Three contrasting jobs illustrate how the same broad category — “writing assistant” — produces radically different system requirements.
The job “help me write faster” requires synchronous AI completions with a latency SLO in the range of 200–500 milliseconds. Above that threshold, users perceive a delay and the tool feels slow. This job demands inference infrastructure optimised for speed, small model sizes or aggressive caching, and streaming outputs so the user sees tokens appearing rather than waiting for the full completion.
The job “help me write better over time” is a different system entirely. Better-over-time requires feedback loops: the system must observe what the user accepted and rejected, store that history, use it to calibrate future suggestions, and surface patterns in the user’s writing that the user themselves may not have noticed. This job is primarily asynchronous. The user does not need the feedback in real time; they need it to be accurate and accumulative. The architecture is a data pipeline, not a latency-sensitive service.

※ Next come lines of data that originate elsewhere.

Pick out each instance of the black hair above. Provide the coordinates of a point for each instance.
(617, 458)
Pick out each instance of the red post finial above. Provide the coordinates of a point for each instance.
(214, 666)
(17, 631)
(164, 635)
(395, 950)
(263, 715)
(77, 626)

The job “help me not lose my work” is durability-first. The system must acknowledge writes only after they are committed to durable storage. Eventual consistency is unacceptable. Sync-before-acknowledge is the design pattern. Latency is secondary to durability.
These three jobs look similar on the surface — they are all “writing assistant” features — but they produce architectures that share almost nothing. A technical leader who does not distinguish between them will build a single system that does all three badly.
The same logic applies to API design. An API that exposes what the system does — “create entity,” “update entity,” “delete entity” — forces the caller to understand the system’s internal model. An API that exposes what the user wants to accomplish — “publish article,” “retract article,” “request review” — lets the system evolve its internal model without breaking callers. The unit of the API surface is the job, not the implementation.